What is the right way to localize a list of strings? I know that the separator can be localized to a comma or a semi-colon but does the conjunction get localized? If so, what would my format string for an arbitrary length list look like?
Example
"Bat, Cat and Dog". I could use the separator as per locale and construct the LIST as the following:
LIST := UNIT
LISTMID := UNIT SEPARATOR UNIT
LISTMID := LISTMID SEPARATOR UNIT
LIST := UNIT CONJUNCTION UNIT
LIST := LISTMID CONJUNCTION UNIT
Would I have to craft this rule per language?

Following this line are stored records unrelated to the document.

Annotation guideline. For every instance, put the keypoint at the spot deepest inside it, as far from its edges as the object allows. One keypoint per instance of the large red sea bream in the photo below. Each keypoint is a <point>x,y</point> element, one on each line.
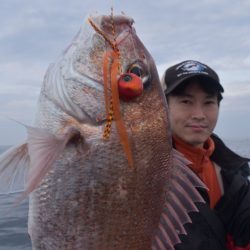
<point>98,164</point>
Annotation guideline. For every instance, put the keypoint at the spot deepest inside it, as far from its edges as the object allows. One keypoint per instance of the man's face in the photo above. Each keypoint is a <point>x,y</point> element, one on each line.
<point>193,115</point>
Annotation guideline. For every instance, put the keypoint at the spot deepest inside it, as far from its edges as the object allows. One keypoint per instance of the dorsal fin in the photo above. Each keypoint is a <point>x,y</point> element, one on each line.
<point>180,200</point>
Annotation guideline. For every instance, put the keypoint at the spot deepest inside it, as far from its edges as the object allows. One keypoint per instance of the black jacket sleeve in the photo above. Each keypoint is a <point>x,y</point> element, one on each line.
<point>234,207</point>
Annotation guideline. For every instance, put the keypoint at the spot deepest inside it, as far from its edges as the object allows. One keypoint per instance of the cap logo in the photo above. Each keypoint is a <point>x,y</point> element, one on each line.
<point>191,67</point>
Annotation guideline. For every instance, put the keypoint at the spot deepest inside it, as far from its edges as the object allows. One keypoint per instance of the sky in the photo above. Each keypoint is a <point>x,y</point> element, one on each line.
<point>33,33</point>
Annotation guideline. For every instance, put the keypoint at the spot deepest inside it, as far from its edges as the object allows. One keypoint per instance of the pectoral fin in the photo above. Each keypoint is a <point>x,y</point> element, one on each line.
<point>44,148</point>
<point>14,166</point>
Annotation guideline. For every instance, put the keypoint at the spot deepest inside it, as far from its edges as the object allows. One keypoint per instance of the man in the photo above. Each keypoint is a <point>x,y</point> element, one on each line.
<point>193,93</point>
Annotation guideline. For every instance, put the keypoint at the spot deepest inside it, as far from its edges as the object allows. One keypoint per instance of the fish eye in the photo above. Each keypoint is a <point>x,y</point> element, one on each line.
<point>139,68</point>
<point>136,69</point>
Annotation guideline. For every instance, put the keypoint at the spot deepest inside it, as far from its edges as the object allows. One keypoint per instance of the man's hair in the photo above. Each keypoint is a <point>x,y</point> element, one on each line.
<point>205,85</point>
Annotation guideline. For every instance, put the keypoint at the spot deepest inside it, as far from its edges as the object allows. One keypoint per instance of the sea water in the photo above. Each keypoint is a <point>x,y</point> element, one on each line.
<point>13,224</point>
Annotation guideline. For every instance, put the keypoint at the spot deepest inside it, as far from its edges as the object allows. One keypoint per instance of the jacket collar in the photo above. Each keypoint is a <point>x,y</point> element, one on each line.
<point>225,157</point>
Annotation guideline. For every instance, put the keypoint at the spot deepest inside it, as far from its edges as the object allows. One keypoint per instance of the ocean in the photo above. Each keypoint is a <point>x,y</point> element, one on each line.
<point>13,224</point>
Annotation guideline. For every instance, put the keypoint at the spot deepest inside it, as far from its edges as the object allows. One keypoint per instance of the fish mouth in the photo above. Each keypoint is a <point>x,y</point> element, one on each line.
<point>197,127</point>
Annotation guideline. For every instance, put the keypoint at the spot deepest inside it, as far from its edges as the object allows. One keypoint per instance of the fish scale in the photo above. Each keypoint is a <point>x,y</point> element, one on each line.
<point>85,192</point>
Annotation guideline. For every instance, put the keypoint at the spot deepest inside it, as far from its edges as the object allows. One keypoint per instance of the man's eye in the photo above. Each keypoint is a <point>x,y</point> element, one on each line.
<point>211,102</point>
<point>186,101</point>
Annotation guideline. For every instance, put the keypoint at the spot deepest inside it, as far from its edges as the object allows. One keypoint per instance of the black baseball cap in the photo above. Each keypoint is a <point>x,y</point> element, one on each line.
<point>182,71</point>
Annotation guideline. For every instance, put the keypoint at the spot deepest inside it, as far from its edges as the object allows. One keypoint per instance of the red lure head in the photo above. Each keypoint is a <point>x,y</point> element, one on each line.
<point>130,86</point>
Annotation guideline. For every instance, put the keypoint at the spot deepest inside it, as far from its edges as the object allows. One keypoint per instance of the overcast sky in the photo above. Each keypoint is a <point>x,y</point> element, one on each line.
<point>216,32</point>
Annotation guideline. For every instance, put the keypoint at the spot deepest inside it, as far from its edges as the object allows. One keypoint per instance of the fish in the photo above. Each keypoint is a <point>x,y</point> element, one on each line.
<point>98,163</point>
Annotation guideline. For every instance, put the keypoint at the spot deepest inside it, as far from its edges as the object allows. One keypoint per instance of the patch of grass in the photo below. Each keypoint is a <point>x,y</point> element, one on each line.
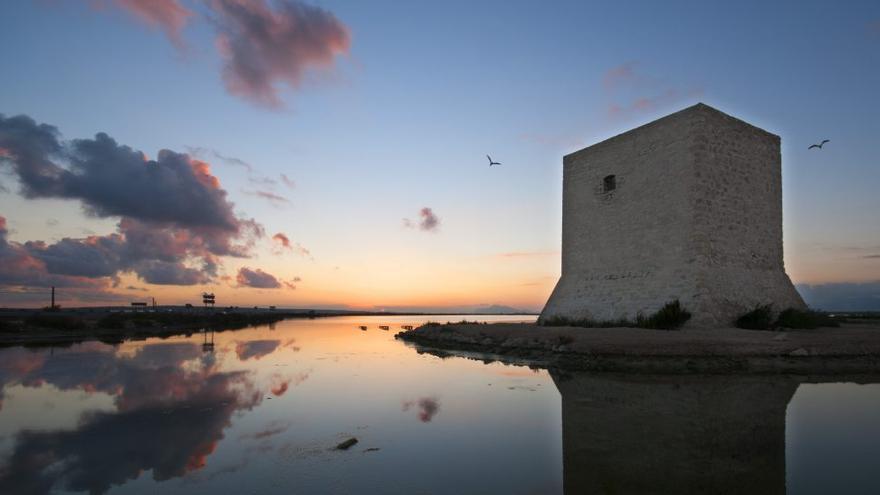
<point>800,319</point>
<point>671,316</point>
<point>760,318</point>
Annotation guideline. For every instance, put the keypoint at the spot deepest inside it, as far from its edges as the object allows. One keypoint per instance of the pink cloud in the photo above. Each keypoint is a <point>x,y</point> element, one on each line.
<point>168,15</point>
<point>619,75</point>
<point>284,243</point>
<point>268,195</point>
<point>256,278</point>
<point>290,183</point>
<point>265,48</point>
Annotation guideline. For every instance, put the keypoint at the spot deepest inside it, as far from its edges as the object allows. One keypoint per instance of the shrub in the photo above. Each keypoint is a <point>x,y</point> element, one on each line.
<point>760,318</point>
<point>800,319</point>
<point>671,316</point>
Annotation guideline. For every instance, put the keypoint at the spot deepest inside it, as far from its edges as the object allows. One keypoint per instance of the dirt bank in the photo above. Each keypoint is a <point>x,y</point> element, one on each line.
<point>849,349</point>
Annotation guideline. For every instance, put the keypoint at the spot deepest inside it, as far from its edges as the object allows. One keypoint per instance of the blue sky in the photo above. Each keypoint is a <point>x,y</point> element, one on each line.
<point>402,120</point>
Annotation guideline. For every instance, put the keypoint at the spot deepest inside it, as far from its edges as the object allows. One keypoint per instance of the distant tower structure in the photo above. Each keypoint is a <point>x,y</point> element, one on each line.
<point>687,207</point>
<point>208,298</point>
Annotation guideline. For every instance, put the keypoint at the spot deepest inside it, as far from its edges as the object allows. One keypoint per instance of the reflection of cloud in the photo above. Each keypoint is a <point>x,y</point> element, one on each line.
<point>169,417</point>
<point>280,384</point>
<point>428,407</point>
<point>270,431</point>
<point>842,296</point>
<point>255,348</point>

Any libraries available to help with this?
I came here looking for an answer to the same question, and ended up doing more googling, which found this: http://icu-project.org/apiref/icu4j/com/ibm/icu/text/ListFormatter.html
The class takes Parameters two
, start
, middle
, and end
:
So, for English, that would be:
- TWO := "{0} and {1}"
- START := "{0}, {1}"
- MIDDLE := "{0}, {1}"
- END := "{0} and {1}"
I wrote a quick Lua demonstration for how I imagine this works:
function list_format(words, templates)
local length = #words
if length == 1 then return words[1] end
if length == 2 then
return replace(replace(templates['two'], '{0}', words[1]),
'{1}', words[2])
end
local result = replace(templates['end'], '{1}', words[length])
while length > 3 do
length = length - 1
local mid = replace(templates['middle'], '{1}', words[length])
result = replace(result, '{0}', mid)
end
result = replace(result, '{0}', words[2])
result = replace(templates['start'], '{1}', result)
result = replace(result, '{0}', words[1])
return result
end
function replace(template, index, text)
str, _ = string.gsub(template, index, text)
return str
end
local english = {
["two"] = "{0} and {1}",
["start"] = "{0}, {1}",
["middle"] = "{0}, {1}",
["end"] = "{0} and {1}"
}
print(list_format({"banana"}, english))
print(list_format({"banana", "apple"}, english))
print(list_format({"banana", "apple", "mango"}, english))
print(list_format({"banana", "apple", "mango", "pineapple"}, english))
It should be trivial to adapt this for other languages.